The humour of this image attributed to Utagawa Kunisada II (1823–1880) lies in the fact that the octopus wears a white head scarf of a commoner. Either this depiction is the imagination of the woman or the octopus represents the male lover who sees himself as the tremendous lover that octopuses are purported to be.
Kunisada II was a loyal and talented pupil of the Utagawa school. He worked i the style of his mentor Kunisada but never reached his level of success. He was specialized in actor prints but also produced prints in other genres and subjects such as female portraits, shunga and prints featuring the Tale of Genji. Sometimes he joined forces with other ukiyo-e colleagues.
Kunisada II’s career started in 1844 as Kunimasa III. He was adopted by Kunisada when he married his oldest daughter Osuzu. Around 1850 he changed his name form Kunimasa III to Kunisada II. A diligent worker, Kunisada II produced over forty print series and nearly 200 various titles.

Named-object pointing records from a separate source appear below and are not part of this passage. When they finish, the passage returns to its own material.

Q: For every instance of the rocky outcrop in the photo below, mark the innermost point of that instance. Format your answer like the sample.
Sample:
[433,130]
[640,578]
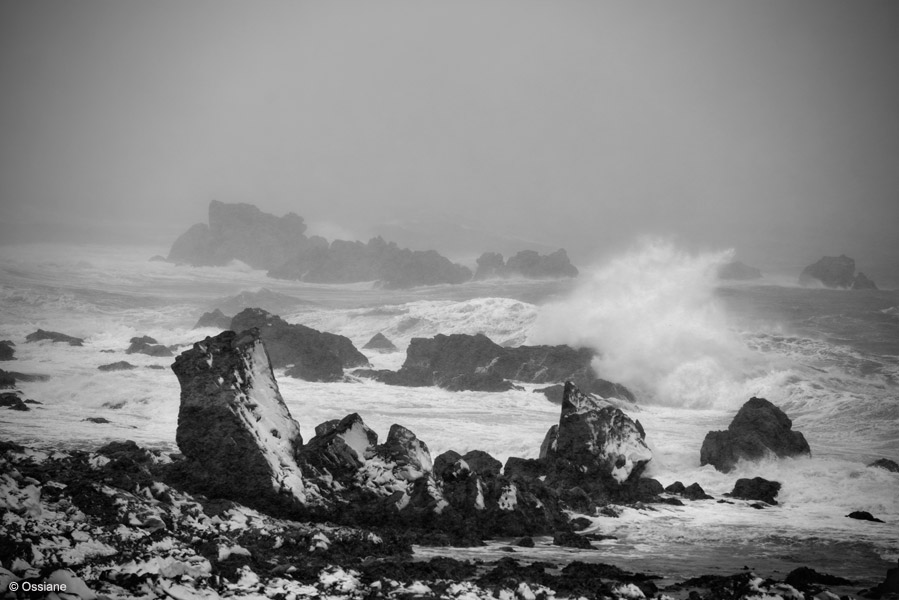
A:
[307,353]
[53,336]
[760,430]
[147,345]
[474,362]
[215,319]
[738,271]
[835,272]
[527,263]
[234,429]
[380,343]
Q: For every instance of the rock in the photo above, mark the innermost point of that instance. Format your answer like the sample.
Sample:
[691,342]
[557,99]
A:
[147,345]
[380,343]
[736,270]
[117,366]
[885,463]
[598,440]
[53,336]
[835,272]
[215,319]
[756,488]
[863,515]
[759,430]
[233,426]
[310,354]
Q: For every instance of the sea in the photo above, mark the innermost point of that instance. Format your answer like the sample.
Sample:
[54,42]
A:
[692,348]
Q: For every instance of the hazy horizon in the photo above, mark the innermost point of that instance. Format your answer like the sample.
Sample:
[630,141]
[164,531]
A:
[769,127]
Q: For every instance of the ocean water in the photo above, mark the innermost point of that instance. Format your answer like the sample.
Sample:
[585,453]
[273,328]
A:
[692,349]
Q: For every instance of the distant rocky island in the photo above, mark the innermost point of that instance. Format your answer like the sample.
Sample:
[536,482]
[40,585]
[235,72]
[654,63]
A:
[280,246]
[836,272]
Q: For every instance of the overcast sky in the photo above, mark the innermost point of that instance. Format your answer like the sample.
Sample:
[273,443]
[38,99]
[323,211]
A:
[769,126]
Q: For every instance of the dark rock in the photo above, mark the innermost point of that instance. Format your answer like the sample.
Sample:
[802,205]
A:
[863,515]
[147,345]
[53,336]
[216,319]
[756,488]
[861,282]
[314,355]
[759,430]
[835,272]
[885,463]
[234,429]
[117,366]
[379,342]
[736,270]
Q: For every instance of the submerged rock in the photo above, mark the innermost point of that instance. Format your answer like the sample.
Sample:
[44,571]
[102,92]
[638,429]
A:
[309,354]
[53,336]
[215,318]
[759,430]
[233,426]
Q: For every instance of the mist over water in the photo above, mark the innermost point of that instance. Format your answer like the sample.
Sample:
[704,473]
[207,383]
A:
[659,328]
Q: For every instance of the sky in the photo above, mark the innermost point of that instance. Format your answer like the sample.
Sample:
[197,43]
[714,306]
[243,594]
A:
[767,126]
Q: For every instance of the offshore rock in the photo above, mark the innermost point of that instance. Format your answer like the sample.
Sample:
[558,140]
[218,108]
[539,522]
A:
[379,342]
[234,429]
[759,430]
[215,319]
[310,354]
[53,336]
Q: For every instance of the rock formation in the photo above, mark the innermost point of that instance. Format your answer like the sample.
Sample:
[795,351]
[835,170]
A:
[233,426]
[53,336]
[527,263]
[759,430]
[380,343]
[474,362]
[835,272]
[309,354]
[215,319]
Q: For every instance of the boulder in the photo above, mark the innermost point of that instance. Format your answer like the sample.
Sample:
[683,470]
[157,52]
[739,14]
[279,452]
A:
[756,488]
[53,336]
[310,354]
[380,343]
[835,272]
[215,319]
[736,270]
[233,426]
[759,430]
[147,345]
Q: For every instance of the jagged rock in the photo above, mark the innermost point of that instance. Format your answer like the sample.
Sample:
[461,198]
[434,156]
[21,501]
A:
[147,345]
[117,366]
[380,343]
[216,319]
[53,336]
[759,430]
[885,463]
[7,350]
[756,488]
[234,428]
[835,272]
[736,270]
[863,515]
[474,362]
[314,355]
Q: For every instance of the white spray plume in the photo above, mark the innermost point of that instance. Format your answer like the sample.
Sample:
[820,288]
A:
[653,317]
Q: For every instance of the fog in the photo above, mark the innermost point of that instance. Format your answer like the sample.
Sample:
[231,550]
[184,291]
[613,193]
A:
[769,127]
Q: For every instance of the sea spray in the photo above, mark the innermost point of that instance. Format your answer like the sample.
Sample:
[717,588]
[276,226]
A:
[653,316]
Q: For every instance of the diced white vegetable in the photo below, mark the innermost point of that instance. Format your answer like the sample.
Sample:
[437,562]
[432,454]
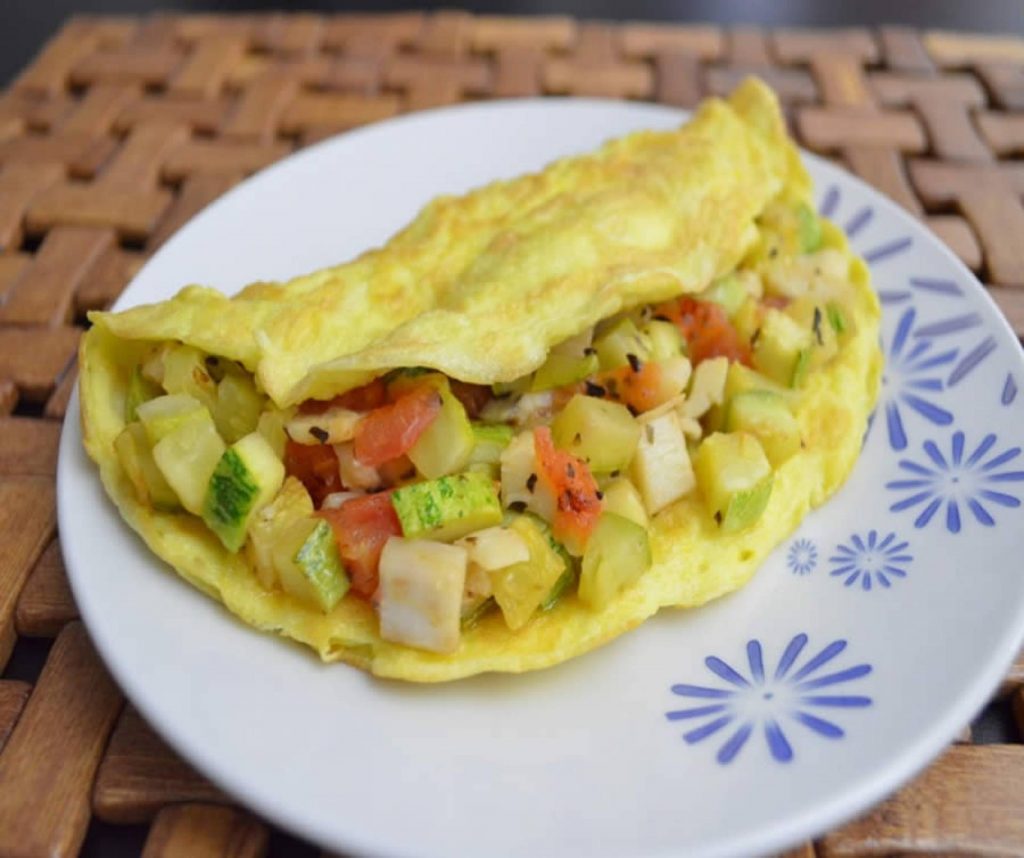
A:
[708,387]
[420,596]
[662,469]
[353,473]
[335,426]
[495,548]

Unfortunately there was a reduced demand for his work at…from… the start of the Meiji period.
Later he became the head of the Utagawa school and in honor of the founder changed his name in Toyokuni IV. He stopped as a designer of prints and books around 1874. He died at the age of 58, on July 20, 1880 and was buried at the Banshoin Kounji cemetery, jut like his mentors Toyokuni and Kunisada.